Senator Elizabeth Warren’s battle against repeal of a Dodd-Frank provision requiring big banks to manage their own risks isn’t about right or left, or populism, or pushing the Democratic Party to the left. It’s actually about whether or not we believe in markets; and Senator Warren is on the side of the belief in free markets. Is she trying to endear herself to Tea Partiers and other free market fundamentalists?
At least that is my take away from a fascinating post Don’t Repeal Swaps Push-Put Requirements (Section 716 of Dodd-Frank) at The Baseline Scenario by MIT Economics Professor Simon Johnson.

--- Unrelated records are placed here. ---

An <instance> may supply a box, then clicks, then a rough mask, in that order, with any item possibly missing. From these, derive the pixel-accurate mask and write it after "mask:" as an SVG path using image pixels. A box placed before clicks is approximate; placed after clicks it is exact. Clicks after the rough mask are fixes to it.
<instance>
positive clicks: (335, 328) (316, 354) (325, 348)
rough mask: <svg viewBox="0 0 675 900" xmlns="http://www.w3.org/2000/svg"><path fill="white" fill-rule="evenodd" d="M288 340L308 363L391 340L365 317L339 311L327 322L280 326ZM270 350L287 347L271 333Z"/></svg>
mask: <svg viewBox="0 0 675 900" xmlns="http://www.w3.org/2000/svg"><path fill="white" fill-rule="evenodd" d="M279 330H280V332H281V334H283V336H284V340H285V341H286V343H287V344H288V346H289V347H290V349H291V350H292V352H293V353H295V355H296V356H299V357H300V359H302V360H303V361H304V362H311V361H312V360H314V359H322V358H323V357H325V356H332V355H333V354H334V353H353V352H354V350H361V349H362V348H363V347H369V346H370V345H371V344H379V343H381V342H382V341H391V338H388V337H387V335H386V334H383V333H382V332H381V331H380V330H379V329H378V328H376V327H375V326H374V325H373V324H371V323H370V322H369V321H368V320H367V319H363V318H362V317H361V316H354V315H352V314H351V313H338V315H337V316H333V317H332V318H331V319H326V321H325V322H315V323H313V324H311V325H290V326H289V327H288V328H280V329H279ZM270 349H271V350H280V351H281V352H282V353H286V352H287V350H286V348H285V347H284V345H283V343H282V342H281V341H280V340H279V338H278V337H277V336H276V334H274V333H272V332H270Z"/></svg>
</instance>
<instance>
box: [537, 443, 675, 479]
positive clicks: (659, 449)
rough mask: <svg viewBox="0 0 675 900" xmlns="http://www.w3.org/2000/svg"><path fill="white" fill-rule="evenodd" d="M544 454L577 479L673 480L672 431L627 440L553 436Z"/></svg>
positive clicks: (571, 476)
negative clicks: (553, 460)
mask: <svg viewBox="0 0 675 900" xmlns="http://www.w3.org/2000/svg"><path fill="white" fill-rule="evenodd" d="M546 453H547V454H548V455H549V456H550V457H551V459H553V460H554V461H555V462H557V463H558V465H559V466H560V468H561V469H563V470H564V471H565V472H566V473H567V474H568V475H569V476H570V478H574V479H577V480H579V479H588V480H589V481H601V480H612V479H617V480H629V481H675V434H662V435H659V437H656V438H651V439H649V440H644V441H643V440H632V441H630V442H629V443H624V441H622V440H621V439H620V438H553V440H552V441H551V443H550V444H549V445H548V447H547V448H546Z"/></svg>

To give credit not to my interpretation but to Professor Johnson’s view, though, let me quote him: “This is not a left vs. right issue. It is a fundamental systemic risk issue, on which people across the political spectrum who want to lower those risks can agree – Section 716 should not be repealed.”
As Professor Johnson explains the point of Section 716 was to isolate risky financial strategies like interest rate swaps, foreign exchange derivatives, and cleared credit derivatives from the portion of the banks that are federally insured. The insured portion of a bank “is regarded as a better credit (i.e., lower risk) by people in the market precisely because of the federal government-run deposit insurance. Like all better credits, those banks get to borrow at lower costs.” These hedging techniques are still allowable but the banks, not the taxpayers, would need to take the ultimate risk.
But, if the banks not the taxpayers assume the risk, “these speculative derivative positions will be priced by the market based on their actual risk – not mispriced due to the backing of taxpayers.”
"Really this is just taking the state out of subsidizing some of these particularly high risk derivatives. That would be no more than reintroducing the market and market pricing of credit risk."
The magic of the market!
Professor Johnson noted that many conservatives who apparently do believe in markets had called for the provision to remain untouched. But the banks, led by Citibank (about $500 billion in bailouts in 2007-2008), weren’t so interested in the discipline of free markets.
Earlier today my colleague Professor Ubertaccio tweeted this Washington Post article, Congressional Democrats take a stand with spending bill. It was full of the usual insider stuff, who won, who lost, how the bill amendment was bipartisan, etc. It’s highly amusing when Democrats defend their votes on something like this by stating that the public wants them to be bipartisan, here they are working across the aisle, etc. It’s amusing because so many Democrats are in the tank to Wall Street (thanks for those contributions!) that when someone like Senator Warren raises an objection it’s looked upon as aberrant behavior.
Let’s not go too far with this sort of thinking though. If we were to restructure mortgages for working families, it might encourage them to take wild risks. And that would violate our free market ethic.